Der bei dem Angriff schwer verletzte Oliver L. sagte in seiner Zeugenaussage vor Gericht, er habe plötzlich einen Schlag gespürt, so als habe ein Bekannter die beiden Männer von hinten überraschen wollen. Er und sein Partner hätten sich überrascht und zeitgleich umgedreht und gemerkt, dass die Situation bedrohlich war. Sie hätten sich angeschaut und um Hilfe gerufen.

Er erinnere sich nicht mehr an alle Details, wisse aber, dass er am Boden gelegen habe und ins Krankenhaus gebracht wurde. Er habe kaum Luft bekommen, sein Rücken habe wehgetan. "Ich weiß genau, dass wir zeitgleich gerufen haben", sagte der Lebenspartner des Getöteten: "Es war sofort klar, dass hier eine starke Bedrohung war." Der Kölner war nach eigenen Angaben mehr als 40 Tage krankgeschrieben. Er sei noch immer in der Trauerbewältigung und in psychologischer Betreuung. Von den schweren Verletzungen seien Taubheitsgefühle im Rücken und am Bein zurückgeblieben.
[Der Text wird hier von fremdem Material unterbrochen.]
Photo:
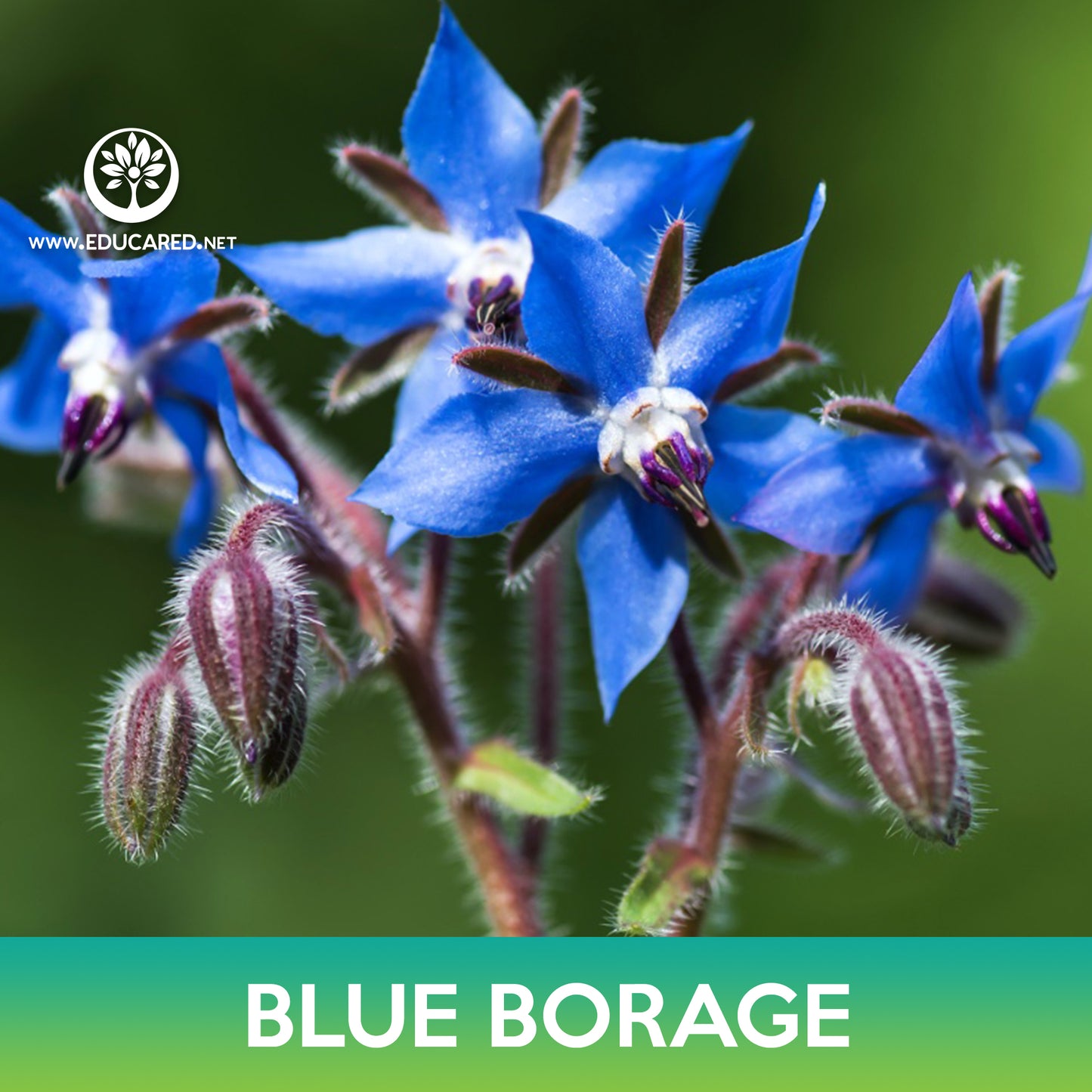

Die Bundesanwaltschaft wirft dem Angeklagten Mord, versuchten Mord sowie gefährliche Körperverletzung vor. Das virtuelle Vorgehen bei der Zeugenaussage des Opfers hatte das Dresdner Gericht vorgeschlagen, weil der Lebenspartner unter einer posttraumatischen Störung leidet und derzeit nicht in der Lage ist, nach Dresden zu reisen. Der Kölner hatte den Messerangriff schwer verletzt überlebt.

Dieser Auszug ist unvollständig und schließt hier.